July 24, 2009

In Defense of Freedom, Part IX

The framers of our Constitution enumerated ten amendments. These wise and learned men would be the first to tell you that the Bill of Rights did not grant these rights; and neither does it limit natural rights to just those enumerated. 9A acknowledges that the liberties recognized by the Bill of Rights are just those few rights no government could suppress or deny, and it asserts that government may not disparage other, unenumerated, natural rights of man.

9A is the silent amendment. It has gone over two centuries with very little mention by SCOTUS and pitiful few arguments at any level of the legal system. Even though it stems from the same intellectual roots as the Privileges and Immunities clause of 14A (or vice versa perhaps). SCOTUS has treated 9A as little more than a “truism,” and seemingly unimportant. It has rarely been cited in case law.

However, some expansion has occurred. An example of an unenumerated right recognized by SCOTUS in the years since our Constitution was ratified would be a right to privacy. Roe v. Wade was decided in part based upon a woman’s right to privacy, with argument rooted in the 9A, and few would regard the opinion rendered in that case as unimportant. Although there is scant mention of 9A in the opinions of the Court, and no decision has relied on it exclusively, its influence may be seen in many arguments and decisions.

Unlike amendments 1 through 8, the history of 9A is difficult to trace. It is not entirely missing from the history records, but there is no single source offering justification for such language in the Bill of Rights. References to the roots of 9A are scattered within many texts and records. Once the records are compiled, it becomes apparent that the original drafters considered 9A and 10A to be a balancing act of sorts, intended to unite the feuding federalists and anti-federalists.

Some roots of 9A may be found in the writings of James Madison and the 18th century Virginia Assembly. According to Madison, the purpose of the Ninth Amendment was to “[guard] against a latitude of interpretation” while the Tenth Amendment “exclud[ed] every source of power not within the constitution itself.”

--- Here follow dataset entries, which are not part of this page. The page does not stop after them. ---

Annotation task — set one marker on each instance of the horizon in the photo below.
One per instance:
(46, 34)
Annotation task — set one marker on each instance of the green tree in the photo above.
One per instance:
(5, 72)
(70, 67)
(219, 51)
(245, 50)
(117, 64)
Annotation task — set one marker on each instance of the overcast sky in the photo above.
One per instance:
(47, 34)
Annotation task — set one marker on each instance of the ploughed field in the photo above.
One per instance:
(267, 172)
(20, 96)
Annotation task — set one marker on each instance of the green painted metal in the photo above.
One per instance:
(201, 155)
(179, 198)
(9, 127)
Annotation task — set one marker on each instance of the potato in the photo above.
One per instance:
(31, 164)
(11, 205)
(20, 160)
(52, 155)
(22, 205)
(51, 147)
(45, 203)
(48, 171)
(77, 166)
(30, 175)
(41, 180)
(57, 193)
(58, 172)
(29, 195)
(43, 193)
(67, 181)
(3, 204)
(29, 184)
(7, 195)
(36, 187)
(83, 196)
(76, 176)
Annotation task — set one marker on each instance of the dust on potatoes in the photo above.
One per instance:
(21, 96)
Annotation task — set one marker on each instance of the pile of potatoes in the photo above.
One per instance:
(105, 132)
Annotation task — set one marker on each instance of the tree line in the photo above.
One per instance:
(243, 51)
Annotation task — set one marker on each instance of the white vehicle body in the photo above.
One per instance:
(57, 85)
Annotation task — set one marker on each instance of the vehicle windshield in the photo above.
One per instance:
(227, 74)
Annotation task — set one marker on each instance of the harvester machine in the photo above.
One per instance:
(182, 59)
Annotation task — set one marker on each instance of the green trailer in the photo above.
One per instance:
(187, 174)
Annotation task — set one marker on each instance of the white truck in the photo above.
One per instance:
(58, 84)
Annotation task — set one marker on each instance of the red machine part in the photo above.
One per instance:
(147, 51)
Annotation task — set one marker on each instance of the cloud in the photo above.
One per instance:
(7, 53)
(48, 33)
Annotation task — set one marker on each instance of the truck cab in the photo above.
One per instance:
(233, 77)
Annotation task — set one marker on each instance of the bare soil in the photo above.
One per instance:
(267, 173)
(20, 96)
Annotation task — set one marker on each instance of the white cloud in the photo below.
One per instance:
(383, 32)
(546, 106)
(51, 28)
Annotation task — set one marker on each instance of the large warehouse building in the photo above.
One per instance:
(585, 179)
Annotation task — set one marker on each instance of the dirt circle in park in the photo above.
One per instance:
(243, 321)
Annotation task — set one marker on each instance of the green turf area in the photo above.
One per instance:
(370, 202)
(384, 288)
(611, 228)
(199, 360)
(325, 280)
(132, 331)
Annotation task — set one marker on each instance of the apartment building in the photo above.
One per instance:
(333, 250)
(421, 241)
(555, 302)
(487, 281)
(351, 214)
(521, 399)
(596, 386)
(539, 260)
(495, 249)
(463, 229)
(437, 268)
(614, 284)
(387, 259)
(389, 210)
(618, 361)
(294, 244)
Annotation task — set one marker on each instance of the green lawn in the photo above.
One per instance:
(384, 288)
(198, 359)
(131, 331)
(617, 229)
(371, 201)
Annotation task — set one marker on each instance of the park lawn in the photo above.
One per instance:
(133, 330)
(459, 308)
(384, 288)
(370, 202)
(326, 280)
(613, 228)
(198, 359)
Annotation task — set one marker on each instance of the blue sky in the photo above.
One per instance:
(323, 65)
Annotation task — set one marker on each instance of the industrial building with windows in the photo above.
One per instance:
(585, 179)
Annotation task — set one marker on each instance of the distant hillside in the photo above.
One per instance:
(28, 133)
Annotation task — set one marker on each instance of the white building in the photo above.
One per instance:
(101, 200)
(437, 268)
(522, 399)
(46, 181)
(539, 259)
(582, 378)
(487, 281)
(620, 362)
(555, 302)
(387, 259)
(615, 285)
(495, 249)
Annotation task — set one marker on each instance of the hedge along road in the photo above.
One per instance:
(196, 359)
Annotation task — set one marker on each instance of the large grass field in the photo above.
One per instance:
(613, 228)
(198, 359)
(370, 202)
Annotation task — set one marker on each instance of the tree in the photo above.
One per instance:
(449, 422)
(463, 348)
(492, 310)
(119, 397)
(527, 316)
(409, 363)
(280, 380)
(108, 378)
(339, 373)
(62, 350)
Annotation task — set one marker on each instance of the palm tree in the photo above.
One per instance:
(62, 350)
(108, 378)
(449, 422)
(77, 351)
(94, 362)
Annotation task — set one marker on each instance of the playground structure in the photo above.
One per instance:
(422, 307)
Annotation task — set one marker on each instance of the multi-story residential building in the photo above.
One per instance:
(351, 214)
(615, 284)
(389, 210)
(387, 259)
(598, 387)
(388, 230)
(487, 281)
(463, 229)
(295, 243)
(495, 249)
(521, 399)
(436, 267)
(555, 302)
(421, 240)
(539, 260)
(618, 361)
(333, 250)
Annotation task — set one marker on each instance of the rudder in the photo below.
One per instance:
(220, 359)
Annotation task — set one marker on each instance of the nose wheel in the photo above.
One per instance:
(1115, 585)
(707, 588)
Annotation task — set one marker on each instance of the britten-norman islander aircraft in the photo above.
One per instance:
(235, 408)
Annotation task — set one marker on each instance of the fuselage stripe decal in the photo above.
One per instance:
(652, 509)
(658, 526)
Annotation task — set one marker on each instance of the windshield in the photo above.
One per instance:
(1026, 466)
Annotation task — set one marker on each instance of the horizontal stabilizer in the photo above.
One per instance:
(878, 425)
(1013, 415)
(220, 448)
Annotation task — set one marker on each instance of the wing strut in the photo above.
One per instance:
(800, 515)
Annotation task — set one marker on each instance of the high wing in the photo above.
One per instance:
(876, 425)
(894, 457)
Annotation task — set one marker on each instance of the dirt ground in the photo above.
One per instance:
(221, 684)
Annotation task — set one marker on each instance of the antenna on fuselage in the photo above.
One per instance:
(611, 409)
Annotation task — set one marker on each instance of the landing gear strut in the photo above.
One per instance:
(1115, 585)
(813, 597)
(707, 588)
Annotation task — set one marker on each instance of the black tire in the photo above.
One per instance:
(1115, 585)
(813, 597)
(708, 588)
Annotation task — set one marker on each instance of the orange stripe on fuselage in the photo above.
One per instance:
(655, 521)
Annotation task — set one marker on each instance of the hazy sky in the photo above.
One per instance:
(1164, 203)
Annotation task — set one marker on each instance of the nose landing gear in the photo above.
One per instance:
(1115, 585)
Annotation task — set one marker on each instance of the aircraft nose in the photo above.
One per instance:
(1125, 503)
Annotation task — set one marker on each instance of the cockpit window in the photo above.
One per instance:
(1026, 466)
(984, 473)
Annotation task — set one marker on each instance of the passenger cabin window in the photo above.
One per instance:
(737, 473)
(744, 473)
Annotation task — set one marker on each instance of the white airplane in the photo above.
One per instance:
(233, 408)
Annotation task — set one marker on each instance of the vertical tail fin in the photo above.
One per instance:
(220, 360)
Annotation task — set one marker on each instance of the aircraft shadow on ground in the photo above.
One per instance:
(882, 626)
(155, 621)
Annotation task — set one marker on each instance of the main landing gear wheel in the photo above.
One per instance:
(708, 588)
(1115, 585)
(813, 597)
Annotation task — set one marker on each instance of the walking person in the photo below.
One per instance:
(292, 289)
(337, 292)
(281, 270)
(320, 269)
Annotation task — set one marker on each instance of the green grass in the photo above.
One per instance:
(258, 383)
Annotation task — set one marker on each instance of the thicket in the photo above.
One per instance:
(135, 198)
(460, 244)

The majority of scholarly research into 9A deals with the question of whether it can be read to deal with certain rights claimed, but not enumerated. It is curious that most of this research and the sketchy few court cases have occurred only over the past half-century, and it seems that most interest grew from circumstances originating in the Reagan years and the Edwin Meese Justice Department, although the earliest case to which I can find reference was the 1964 Warren Court decision in New York Times v. Sullivan, which was decided concurrently with Abernathy v. Sullivan. 9A was not used in argument, but has been raised in analysis of the Court’s decision several times since.

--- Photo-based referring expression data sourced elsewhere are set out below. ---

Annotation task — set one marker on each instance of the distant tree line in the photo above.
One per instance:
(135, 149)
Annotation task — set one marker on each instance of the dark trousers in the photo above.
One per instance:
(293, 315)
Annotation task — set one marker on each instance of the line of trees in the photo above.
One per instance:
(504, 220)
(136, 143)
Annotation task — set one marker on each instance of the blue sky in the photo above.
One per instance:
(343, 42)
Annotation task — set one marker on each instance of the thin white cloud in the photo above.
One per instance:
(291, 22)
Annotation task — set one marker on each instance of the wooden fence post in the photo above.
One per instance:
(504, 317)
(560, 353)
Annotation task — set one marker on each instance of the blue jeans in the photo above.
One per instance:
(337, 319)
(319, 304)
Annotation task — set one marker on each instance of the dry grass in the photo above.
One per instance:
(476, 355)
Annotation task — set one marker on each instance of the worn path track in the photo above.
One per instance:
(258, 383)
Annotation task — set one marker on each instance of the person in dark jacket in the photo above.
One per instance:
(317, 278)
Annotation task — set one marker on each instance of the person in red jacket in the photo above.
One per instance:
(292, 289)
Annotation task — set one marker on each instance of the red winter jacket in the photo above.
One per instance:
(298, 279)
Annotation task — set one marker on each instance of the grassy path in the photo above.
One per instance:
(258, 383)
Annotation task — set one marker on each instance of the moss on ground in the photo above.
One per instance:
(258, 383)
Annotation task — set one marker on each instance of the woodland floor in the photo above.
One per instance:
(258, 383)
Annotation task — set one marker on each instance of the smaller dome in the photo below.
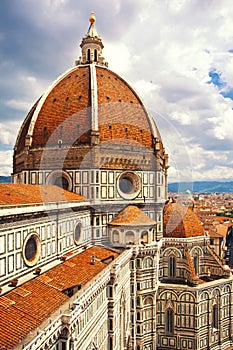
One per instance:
(132, 216)
(181, 222)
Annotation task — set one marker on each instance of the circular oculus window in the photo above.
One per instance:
(129, 185)
(31, 249)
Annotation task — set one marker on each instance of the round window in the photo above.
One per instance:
(31, 249)
(129, 185)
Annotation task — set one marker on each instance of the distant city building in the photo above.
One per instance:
(93, 254)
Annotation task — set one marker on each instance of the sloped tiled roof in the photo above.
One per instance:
(11, 194)
(24, 308)
(78, 270)
(132, 216)
(181, 222)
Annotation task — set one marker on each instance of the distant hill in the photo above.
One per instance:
(5, 179)
(201, 187)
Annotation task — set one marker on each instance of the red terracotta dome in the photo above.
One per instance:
(65, 111)
(181, 222)
(87, 106)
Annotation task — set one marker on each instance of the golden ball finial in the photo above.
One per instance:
(92, 17)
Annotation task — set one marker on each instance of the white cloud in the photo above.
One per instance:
(165, 48)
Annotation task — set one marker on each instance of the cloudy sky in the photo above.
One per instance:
(178, 54)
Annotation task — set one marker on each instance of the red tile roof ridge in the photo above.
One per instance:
(132, 216)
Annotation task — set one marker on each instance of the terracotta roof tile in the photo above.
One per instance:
(132, 216)
(78, 269)
(24, 308)
(181, 222)
(11, 194)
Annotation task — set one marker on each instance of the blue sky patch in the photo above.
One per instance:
(216, 79)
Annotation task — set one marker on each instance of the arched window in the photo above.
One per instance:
(144, 236)
(95, 55)
(115, 236)
(169, 321)
(88, 55)
(196, 264)
(129, 237)
(172, 266)
(215, 321)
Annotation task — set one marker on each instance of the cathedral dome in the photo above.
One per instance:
(181, 222)
(87, 105)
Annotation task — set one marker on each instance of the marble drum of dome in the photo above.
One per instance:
(129, 185)
(91, 133)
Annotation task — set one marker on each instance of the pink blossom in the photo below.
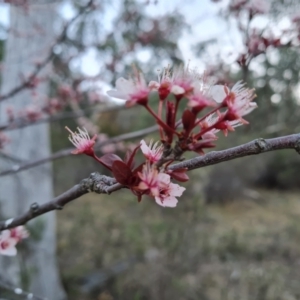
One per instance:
(168, 191)
(238, 100)
(82, 141)
(9, 239)
(19, 233)
(181, 82)
(200, 101)
(134, 90)
(153, 152)
(149, 180)
(7, 244)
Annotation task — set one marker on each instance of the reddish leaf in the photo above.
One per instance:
(130, 156)
(188, 120)
(121, 172)
(179, 175)
(170, 113)
(107, 160)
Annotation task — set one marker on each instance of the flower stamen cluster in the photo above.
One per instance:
(180, 131)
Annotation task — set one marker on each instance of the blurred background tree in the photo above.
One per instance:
(120, 250)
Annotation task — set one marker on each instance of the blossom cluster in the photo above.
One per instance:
(10, 238)
(181, 96)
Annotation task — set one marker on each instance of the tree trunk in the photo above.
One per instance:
(29, 42)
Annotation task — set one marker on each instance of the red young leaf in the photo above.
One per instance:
(179, 175)
(188, 120)
(121, 172)
(130, 156)
(108, 159)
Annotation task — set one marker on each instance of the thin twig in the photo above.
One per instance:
(102, 184)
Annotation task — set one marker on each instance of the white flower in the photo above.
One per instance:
(134, 90)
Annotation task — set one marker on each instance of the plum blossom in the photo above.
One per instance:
(82, 141)
(149, 179)
(9, 239)
(181, 82)
(153, 152)
(159, 186)
(238, 100)
(7, 244)
(168, 191)
(133, 90)
(19, 233)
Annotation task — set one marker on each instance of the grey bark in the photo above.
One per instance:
(35, 35)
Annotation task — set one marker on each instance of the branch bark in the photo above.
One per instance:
(102, 184)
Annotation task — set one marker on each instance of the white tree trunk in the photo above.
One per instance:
(29, 42)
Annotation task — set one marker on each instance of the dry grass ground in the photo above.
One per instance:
(111, 247)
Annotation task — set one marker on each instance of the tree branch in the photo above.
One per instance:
(102, 184)
(254, 147)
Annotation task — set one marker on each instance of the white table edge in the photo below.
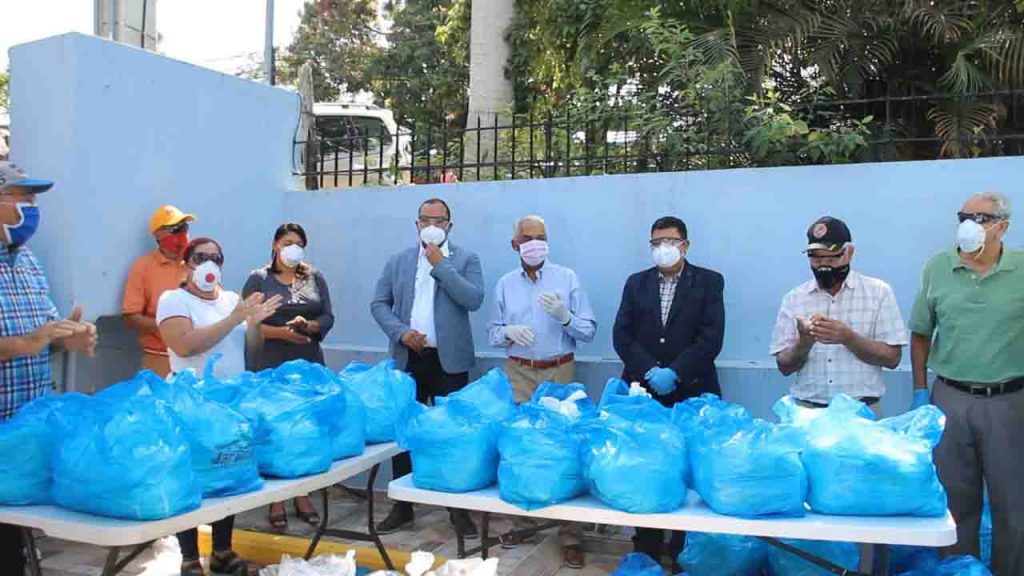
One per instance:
(100, 531)
(694, 516)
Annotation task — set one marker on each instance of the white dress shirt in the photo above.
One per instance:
(422, 317)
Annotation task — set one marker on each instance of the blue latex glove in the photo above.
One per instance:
(663, 380)
(921, 398)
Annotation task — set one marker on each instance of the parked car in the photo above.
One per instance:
(353, 145)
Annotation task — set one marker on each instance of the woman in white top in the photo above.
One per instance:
(196, 321)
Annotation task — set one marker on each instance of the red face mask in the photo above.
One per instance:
(174, 243)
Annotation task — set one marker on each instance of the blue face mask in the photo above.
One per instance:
(18, 234)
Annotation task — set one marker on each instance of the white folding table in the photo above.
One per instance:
(117, 534)
(696, 517)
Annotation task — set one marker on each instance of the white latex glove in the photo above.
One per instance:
(554, 305)
(520, 334)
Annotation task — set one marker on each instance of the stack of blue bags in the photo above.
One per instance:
(148, 448)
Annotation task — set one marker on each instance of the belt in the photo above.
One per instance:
(986, 389)
(544, 364)
(868, 400)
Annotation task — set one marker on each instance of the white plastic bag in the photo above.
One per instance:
(565, 407)
(637, 389)
(328, 565)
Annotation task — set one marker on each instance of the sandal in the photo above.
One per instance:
(231, 564)
(192, 568)
(279, 522)
(309, 517)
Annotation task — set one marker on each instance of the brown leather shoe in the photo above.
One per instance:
(572, 557)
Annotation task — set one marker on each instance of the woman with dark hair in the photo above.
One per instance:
(196, 321)
(296, 330)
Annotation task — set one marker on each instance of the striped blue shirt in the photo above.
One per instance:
(25, 305)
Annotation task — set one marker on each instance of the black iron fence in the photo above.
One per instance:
(516, 147)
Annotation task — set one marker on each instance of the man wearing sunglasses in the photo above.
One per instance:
(838, 330)
(422, 302)
(968, 326)
(30, 325)
(152, 275)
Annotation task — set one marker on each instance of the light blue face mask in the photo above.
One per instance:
(19, 234)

Per Oyez, the Sullivan case concerned “a full-page ad in the New York Times which alleged that the arrest of the Rev. Martin Luther King, Jr. for perjury in Alabama was part of a campaign to destroy King's efforts to integrate public facilities and encourage blacks to vote. L. B. Sullivan, the Montgomery city commissioner, filed a libel action against the newspaper and four black ministers who were listed as endorsers of the ad, claiming that the allegations against the Montgomery police defamed him personally. Under Alabama law, Sullivan did not have to prove that he had been harmed; and a defense claiming that the ad was truthful was unavailable since the ad contained factual errors. Sullivan won a $500,000 judgment.”

So where might there be a 9A component in Sullivan? Freedom of speech was recognized as an enumerated right in 1A, but nowhere in the Constitution can we find the right to reputation mentioned. Prior to the adoption of the Constitution though, reputation was protected under state laws, which also allowed citizens to “speak freely.” The tension between the two was as obvious then as it is now. So the question is; did enumeration in the Constitution of the freedom of speech imply that protection for free speech trumped the right to reputation? Couching that question in 9A terms, did “[t]he enumeration in the Constitution of certain rights,” including the freedom of speech, diminish the protection afforded “others retained by the people,” such as the right to reputation?

In the Sullivan case, the Warren Court answered in the affirmative, but 9A seems to say no. “The enumeration in the Constitution of certain rights shall not be construed to deny or disparage others retained by the people.” So did the Warren Court ignore 9A?

In the Sullivan case, the right to reputation is not relevantly denied at the expense of free speech. 9A preserves the status of the right to reputation, but it does not elevate that status. It does not turn other rights “retained by the people” into “federal constitutional” rights, it only requires that those other rights not be diminished.

Given the founders’ obvious concern about overreaching exercises of federal legislative power, there is reason to believe that 9A was framed as a general declaration. They wanted it to be clear that enumerating federal constitutional rights should not negatively affect the status of other existing rights, and not intended to usurp rights recognized by state laws.